Isolation is a more tricky concept in this age of social networking via the Internet. Pastors can have contact with all kinds of people, yet they can strictly manage their contact, as social networking in this manner doesn't relay communication like body language. It's much easier to retreat when one is uncomfortable with the subject matter. Good networking in this day and age for pastors involves multiple levels of contact outside relationships with people in the congregation: basic friendships, collegial relationships, mentoring relationships, spiritual growth relationships, educational relationships and coaching relationships. These relationships need to be spread across various venues. Some of these levels of relationships can overlap, but in essence, I find that I truly break out of an isolation mode when I am surrounded by people who ask me good questions that cause me to reflect on my life and challenge me to act in a way that is pleasing to God (I know that this is not the basis for my relationship with God--it is my response). My wife is really good at this--as it should be--but I also have a cadre of folks who take on this role of offering me good, reflective questions in one form or another. They are certain family members, friends, colleagues, church officials and mentors. Sometimes I contact them out of my own will, other times, they check in with me. Congregation members can sometimes fill this role, but a pastor who only seeks counsel from congregation members has a shallow pool of relationships (this is probably another blog post) and can still be considered isolated.

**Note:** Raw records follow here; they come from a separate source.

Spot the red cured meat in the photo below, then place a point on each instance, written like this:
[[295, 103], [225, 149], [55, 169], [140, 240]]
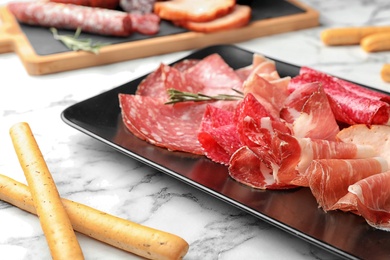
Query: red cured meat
[[68, 16], [329, 179], [310, 114], [147, 24], [174, 127], [373, 199], [166, 77], [153, 84], [137, 6], [251, 109], [218, 134], [185, 64], [347, 106], [110, 4]]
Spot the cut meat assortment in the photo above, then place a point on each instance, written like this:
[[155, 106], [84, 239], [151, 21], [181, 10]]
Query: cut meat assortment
[[310, 131], [91, 19], [141, 16]]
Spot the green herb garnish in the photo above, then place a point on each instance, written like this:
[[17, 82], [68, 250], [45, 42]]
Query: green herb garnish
[[176, 96], [74, 43]]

Yesterday I met online and over the phone with someone I call a coach--though some might call him a consultant. It's been a few years since I hired a coach, but I realized I had a new set of life conditions, working and cultural conditions that called into question my ability to interpret my surroundings. I desire to follow a path faithful to my calling and God's mission in the congregation and community. He asked me questions I had not considered related to the health of the congregation, plans related to the transition, and my own thought processes related to the health and transition at First Lutheran Community Church. This wasn't a synod staff member thinking about lining up candidates for a call process or being concerned about mission support to the Southwestern Washington Synod (these are important points, but not necessarily relevant to my ministry practices). Since I live with a synod staff person, and worked with synod staff in the past, I know it is rare that someone on a staff has a blog of 60 minutes to regularly devote to asking me critical questions about what I am observing and doing in ministry. They have other pressing responsibilities. The session I had with my coach was valuable on many levels. He had great questions and also met with me on gotomeeting.com, pointing me toward wonderful resources that will help me now and in the future.
I didn't want to turn this blog post into a particular commercial for my coach (he works nationally, and sets up great web meetings), but if you are interested in a more detailed level about his work with congregations in transition, let me know and I will get you in touch with him. What I do want to emphasize for my colleagues in ministry and people in congregations that support pastors is to encourage them in developing their web of relationships, and to also consider coaching. What I also appreciate about a coach is that any idea of competitiveness that can occasionally come in collegial interactions is absent with a coach. It's well worth the investment of your time and resources--and an important piece in reflecting and acting faithfully in ministry practices.